Il paraît que le journalisme s'enseigne...

Pol Vandromme
Avant-propos de Journal de lecture, Lausanne, L'Àge d'homme, 1991
Il paraît que le journalisme s'enseigne. On le dit, et il faut le croire, même si cette croyance offense le sens commun. Allez à l'école, faites vos classes, couvrez-vous de votre peau d'âne. Quand vous serez licencié (licencié avant même d'être engagé, ce qui est le comble du rêve et de l'absurde), soutenez donc votre thèse de doctorat.

Surtout, ne croyez pas que je me moque du monde. Ça existe vraiment des docteurs en journalisme, ça existe j'en ai même rencontré. Emparez-vous de ces bipèdes savantissimes, ramenez-les à la maison, obligez-les à dégoiser leur charabia, coiffez-les du bonnet carré, ça amusera les enfants mieux que le répertoire des grimaces du gendarme de Saint-Tropez.

Depuis qu'on le bavarde ainsi dans des cours magistraux, enflés de la nullité de leur inimportance, le journalisme souffre le martyre et périt d'ennui. C'est devenu une discipline. Autant dire une punition, mais qu'on inflige au lecteur avec un plaisir de masochiste. Les envoyés spéciaux au service de la documentation composent leur dossier, éditorialisent en archivistes, accouchent aux forceps des monstres exsangues, cadavérisent une langue morte.
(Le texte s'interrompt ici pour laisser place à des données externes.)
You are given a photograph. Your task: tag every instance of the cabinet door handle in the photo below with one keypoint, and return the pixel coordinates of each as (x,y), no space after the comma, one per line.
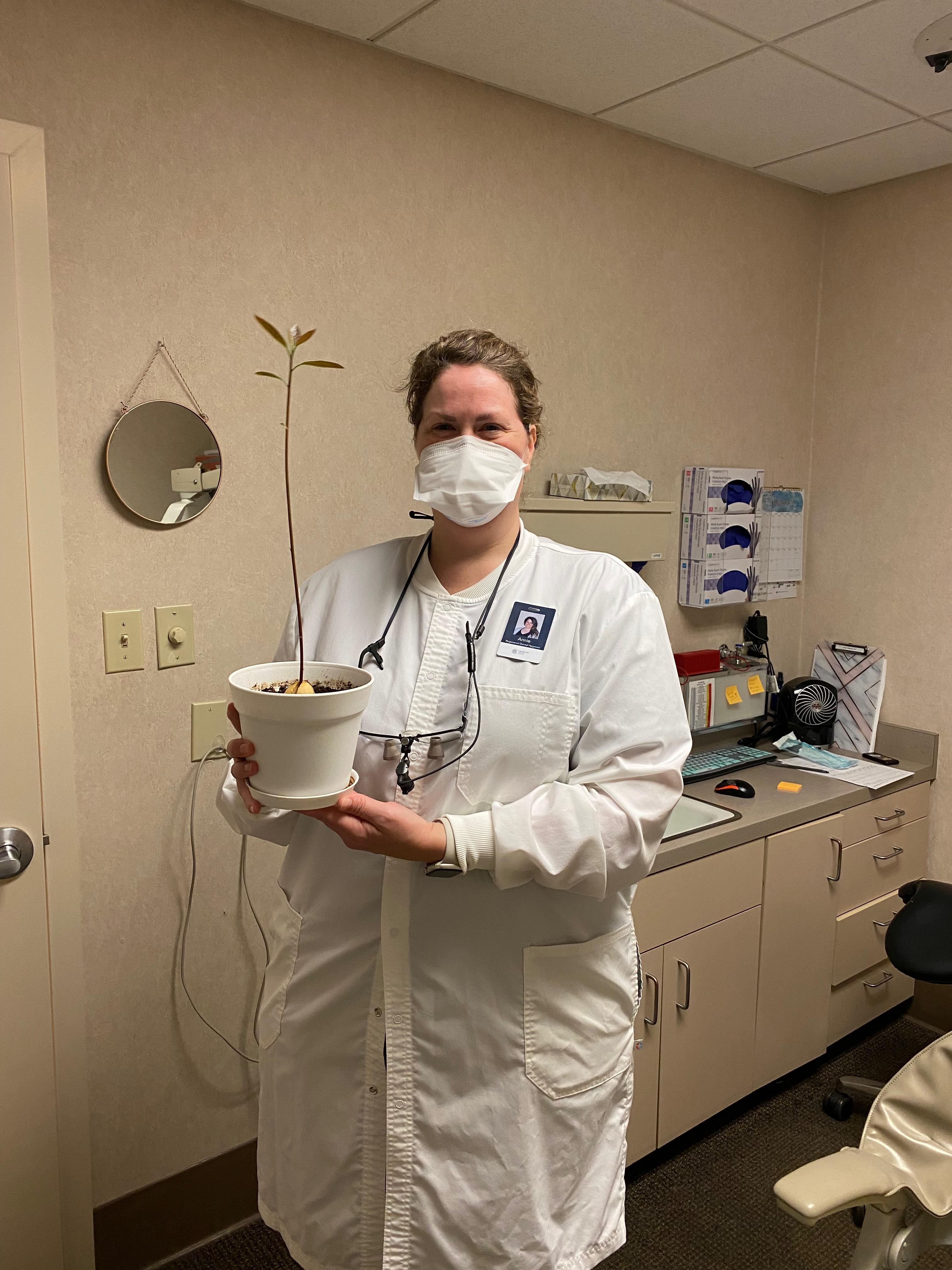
(686,1004)
(838,845)
(653,1020)
(885,978)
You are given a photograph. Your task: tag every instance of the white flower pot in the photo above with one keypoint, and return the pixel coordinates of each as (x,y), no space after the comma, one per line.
(304,745)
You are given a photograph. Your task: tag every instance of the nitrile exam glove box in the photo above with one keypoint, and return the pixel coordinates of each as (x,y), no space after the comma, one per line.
(722,538)
(718,491)
(704,583)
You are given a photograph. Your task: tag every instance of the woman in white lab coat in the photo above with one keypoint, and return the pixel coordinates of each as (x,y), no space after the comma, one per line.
(475,923)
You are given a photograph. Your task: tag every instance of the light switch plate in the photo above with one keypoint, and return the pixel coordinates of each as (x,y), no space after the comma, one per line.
(122,641)
(210,727)
(174,636)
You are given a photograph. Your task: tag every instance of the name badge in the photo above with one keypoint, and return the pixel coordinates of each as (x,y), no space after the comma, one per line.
(526,633)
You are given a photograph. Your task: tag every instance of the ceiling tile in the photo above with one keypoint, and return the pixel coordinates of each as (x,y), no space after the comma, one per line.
(770,20)
(360,18)
(874,48)
(865,161)
(757,110)
(583,56)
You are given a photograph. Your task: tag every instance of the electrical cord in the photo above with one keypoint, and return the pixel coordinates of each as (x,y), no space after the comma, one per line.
(219,752)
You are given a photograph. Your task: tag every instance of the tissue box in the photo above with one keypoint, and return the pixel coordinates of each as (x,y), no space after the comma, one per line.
(705,583)
(718,491)
(567,484)
(578,486)
(723,538)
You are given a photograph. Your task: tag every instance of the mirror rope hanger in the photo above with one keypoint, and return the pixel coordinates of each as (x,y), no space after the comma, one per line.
(163,348)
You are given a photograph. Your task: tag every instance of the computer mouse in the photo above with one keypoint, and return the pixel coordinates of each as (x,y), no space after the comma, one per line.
(735,788)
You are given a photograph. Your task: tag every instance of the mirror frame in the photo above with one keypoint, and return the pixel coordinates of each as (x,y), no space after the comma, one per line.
(148,520)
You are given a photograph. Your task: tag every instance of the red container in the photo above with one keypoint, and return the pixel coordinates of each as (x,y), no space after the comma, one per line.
(705,661)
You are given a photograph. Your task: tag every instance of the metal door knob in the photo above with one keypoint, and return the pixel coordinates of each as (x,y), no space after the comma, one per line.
(16,853)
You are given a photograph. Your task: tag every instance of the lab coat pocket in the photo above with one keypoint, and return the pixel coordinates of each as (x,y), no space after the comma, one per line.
(285,935)
(526,740)
(579,1006)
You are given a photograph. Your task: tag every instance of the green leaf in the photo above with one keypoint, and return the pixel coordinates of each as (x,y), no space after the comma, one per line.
(272,331)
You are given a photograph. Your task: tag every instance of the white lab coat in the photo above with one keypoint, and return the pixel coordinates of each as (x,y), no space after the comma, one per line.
(494,1137)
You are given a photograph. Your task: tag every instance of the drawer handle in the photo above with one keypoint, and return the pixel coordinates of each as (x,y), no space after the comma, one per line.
(895,914)
(653,1020)
(885,978)
(838,845)
(687,987)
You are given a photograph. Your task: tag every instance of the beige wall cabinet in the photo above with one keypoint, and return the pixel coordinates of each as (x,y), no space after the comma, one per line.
(697,1038)
(709,1010)
(829,895)
(796,947)
(760,957)
(643,1122)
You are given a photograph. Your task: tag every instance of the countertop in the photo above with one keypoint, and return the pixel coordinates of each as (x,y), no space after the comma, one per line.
(772,811)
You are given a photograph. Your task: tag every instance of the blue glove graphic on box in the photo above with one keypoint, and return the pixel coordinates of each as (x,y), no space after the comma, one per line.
(738,495)
(735,536)
(733,581)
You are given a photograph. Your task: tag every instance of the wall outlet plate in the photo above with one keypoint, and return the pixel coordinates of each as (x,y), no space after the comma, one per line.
(210,727)
(122,641)
(174,636)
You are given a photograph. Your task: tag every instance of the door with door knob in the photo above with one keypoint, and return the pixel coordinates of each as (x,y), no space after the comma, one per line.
(31,1231)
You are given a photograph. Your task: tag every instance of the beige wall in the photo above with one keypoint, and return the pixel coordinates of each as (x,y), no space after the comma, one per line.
(881,513)
(207,162)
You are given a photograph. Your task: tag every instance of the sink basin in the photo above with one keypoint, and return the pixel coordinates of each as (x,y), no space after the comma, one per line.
(691,815)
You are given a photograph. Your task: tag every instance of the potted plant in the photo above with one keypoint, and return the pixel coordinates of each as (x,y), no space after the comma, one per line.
(304,718)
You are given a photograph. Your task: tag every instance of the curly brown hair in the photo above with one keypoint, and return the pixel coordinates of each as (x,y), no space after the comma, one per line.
(474,348)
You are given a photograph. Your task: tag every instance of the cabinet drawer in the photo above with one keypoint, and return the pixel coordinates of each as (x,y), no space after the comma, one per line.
(855,1003)
(881,815)
(861,936)
(876,867)
(690,897)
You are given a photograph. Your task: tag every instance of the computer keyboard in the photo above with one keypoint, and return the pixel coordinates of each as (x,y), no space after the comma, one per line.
(705,764)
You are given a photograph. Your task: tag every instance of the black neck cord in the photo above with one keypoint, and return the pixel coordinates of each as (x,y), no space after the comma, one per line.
(372,649)
(407,742)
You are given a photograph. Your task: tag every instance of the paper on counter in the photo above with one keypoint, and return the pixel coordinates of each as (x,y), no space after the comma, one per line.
(873,776)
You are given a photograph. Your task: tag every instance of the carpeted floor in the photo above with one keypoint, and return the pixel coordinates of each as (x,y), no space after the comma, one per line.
(706,1203)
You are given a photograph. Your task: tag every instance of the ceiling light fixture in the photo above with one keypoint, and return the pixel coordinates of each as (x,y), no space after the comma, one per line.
(935,44)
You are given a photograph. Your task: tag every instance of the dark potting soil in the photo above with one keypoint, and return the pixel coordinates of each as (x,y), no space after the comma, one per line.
(318,685)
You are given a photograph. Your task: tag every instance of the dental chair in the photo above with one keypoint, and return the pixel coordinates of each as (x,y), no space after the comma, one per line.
(907,1146)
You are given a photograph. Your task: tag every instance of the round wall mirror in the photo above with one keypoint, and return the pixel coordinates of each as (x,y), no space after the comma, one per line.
(164,463)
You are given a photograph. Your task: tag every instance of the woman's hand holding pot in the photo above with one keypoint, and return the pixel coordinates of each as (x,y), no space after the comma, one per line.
(384,828)
(244,765)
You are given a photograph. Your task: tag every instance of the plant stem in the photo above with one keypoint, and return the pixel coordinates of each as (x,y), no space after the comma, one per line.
(291,528)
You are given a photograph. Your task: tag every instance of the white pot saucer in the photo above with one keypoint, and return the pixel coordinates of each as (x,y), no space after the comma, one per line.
(303,802)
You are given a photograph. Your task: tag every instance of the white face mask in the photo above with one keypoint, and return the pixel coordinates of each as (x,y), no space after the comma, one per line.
(469,481)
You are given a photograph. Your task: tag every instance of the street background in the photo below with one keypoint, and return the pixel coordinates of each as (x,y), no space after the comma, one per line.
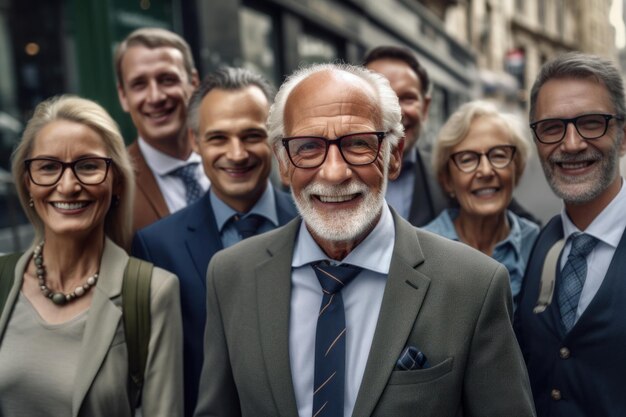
(472,49)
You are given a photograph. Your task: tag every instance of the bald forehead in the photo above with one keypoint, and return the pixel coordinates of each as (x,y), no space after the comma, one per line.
(332,93)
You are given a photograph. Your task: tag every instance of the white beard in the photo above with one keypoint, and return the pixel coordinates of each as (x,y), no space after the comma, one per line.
(344,225)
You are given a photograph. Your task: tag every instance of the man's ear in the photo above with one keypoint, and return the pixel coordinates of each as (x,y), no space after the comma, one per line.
(283,168)
(425,107)
(622,147)
(395,160)
(195,79)
(193,139)
(121,94)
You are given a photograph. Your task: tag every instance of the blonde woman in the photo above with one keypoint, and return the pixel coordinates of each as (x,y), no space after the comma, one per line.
(62,345)
(478,157)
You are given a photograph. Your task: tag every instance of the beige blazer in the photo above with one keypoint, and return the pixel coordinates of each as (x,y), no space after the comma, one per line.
(100,384)
(443,297)
(149,205)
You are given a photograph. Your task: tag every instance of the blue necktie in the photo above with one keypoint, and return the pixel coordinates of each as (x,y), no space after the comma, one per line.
(187,173)
(573,277)
(247,226)
(330,340)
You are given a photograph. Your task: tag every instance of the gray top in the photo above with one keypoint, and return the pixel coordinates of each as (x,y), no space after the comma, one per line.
(37,379)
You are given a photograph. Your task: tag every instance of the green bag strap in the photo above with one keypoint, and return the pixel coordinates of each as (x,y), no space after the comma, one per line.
(136,313)
(7,273)
(548,277)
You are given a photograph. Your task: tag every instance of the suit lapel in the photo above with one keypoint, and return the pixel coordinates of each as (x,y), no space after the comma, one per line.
(421,211)
(273,278)
(203,237)
(146,183)
(597,315)
(404,293)
(551,317)
(102,322)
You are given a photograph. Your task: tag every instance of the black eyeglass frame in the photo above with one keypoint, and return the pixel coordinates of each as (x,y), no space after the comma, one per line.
(337,141)
(574,120)
(486,154)
(65,165)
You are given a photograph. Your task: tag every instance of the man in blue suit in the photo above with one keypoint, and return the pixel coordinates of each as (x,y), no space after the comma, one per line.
(227,119)
(573,337)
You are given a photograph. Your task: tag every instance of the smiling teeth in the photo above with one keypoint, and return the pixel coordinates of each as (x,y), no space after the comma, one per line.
(69,206)
(335,198)
(573,165)
(485,191)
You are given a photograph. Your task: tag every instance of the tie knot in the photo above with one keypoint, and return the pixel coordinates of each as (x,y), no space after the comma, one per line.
(333,278)
(185,172)
(248,225)
(582,244)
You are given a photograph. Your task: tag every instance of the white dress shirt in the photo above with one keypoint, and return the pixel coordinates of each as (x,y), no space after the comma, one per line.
(362,299)
(608,228)
(172,188)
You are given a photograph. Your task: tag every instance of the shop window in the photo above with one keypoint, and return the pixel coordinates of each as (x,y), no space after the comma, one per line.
(257,40)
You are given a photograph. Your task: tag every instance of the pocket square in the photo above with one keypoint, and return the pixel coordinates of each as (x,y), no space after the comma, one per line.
(411,359)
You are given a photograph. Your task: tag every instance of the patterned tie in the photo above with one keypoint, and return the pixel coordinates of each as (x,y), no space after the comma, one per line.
(247,226)
(573,277)
(187,173)
(330,340)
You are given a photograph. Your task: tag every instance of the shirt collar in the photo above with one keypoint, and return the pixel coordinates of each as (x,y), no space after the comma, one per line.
(162,164)
(409,158)
(608,226)
(266,207)
(373,253)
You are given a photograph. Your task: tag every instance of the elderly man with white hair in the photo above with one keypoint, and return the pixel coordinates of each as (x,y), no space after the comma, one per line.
(351,311)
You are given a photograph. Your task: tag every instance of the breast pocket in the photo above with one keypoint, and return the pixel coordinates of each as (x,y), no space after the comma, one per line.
(421,375)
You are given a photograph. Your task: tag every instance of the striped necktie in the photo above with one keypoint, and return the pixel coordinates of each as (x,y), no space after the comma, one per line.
(573,277)
(187,173)
(330,340)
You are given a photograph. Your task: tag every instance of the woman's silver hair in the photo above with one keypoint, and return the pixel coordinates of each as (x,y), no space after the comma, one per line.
(390,113)
(455,130)
(580,66)
(118,221)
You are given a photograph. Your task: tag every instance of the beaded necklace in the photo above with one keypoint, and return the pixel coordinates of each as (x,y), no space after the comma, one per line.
(58,298)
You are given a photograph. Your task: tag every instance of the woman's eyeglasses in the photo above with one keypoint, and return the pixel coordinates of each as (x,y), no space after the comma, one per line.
(88,171)
(498,156)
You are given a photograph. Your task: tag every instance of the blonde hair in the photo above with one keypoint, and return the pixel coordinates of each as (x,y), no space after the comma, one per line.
(118,221)
(153,38)
(458,125)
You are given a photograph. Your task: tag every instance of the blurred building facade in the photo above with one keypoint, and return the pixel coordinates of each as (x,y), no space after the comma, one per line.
(513,38)
(51,47)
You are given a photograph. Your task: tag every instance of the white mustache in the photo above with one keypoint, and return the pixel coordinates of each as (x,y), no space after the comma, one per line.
(341,190)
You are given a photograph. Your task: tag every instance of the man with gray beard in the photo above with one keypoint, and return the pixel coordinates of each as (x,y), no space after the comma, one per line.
(351,311)
(570,320)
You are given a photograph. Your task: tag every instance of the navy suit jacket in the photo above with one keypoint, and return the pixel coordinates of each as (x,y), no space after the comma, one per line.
(184,243)
(580,373)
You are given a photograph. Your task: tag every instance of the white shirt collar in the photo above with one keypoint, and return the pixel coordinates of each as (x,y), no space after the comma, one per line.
(373,253)
(160,163)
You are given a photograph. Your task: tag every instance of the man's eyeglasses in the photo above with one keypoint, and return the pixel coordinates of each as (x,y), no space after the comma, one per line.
(88,171)
(588,126)
(498,156)
(356,148)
Communicateurs, médiateurs, radoteurs de balivernes guindées dans leur foutoir de sociologue, tout ce que vous voudrez, et pire encore, mais pour la pratique du journalisme, c'est que dalle.

L'essentiel se sait d'instinct depuis toujours, et le voici: le journalisme, c'est l'humeur, l'air salubre du temps, le clin d'oeil, le coup de sonde, le défi, l'enthousiasme et le dégoût, le rire qui soulage, le trait qui venge, le mot que l'on accroche comme une casserole à la queue des chiens domestiqués, le sel, le poivre, le feu, les flammes, la conviction et le dandysme, la désinvolture d'un art seigneurial et l'humilité sans didactisme d'un art populaire. Cette profession s'exerce en amateur avec du goût et avec du style, en écrivain qui écrit vite, d'une seule venue, selon la technique stendhalienne des petits faits vrais qui éclairent de leurs brusqueries ce que les analyses prétendues embrouillent, hors des règles codifiées, dans l'intuition perpétuelle. Imposer un sujet en choisissant un angle d'attaque et des mots qui font balle, voilà le travail à accomplir. C'est un travail d'orfèvre qui burine le plomb en alchimiste. Professeurs sur le trépied, vous vous prétendez dépositaires de recettes, alors que le journalisme, comme tout ce qui met la vie en fête - l'amour, le cognac, le canular, le bonheur des syllabes heureusement associées - est un secret, le sursaut de ce qui ne se laisse pas prévoir.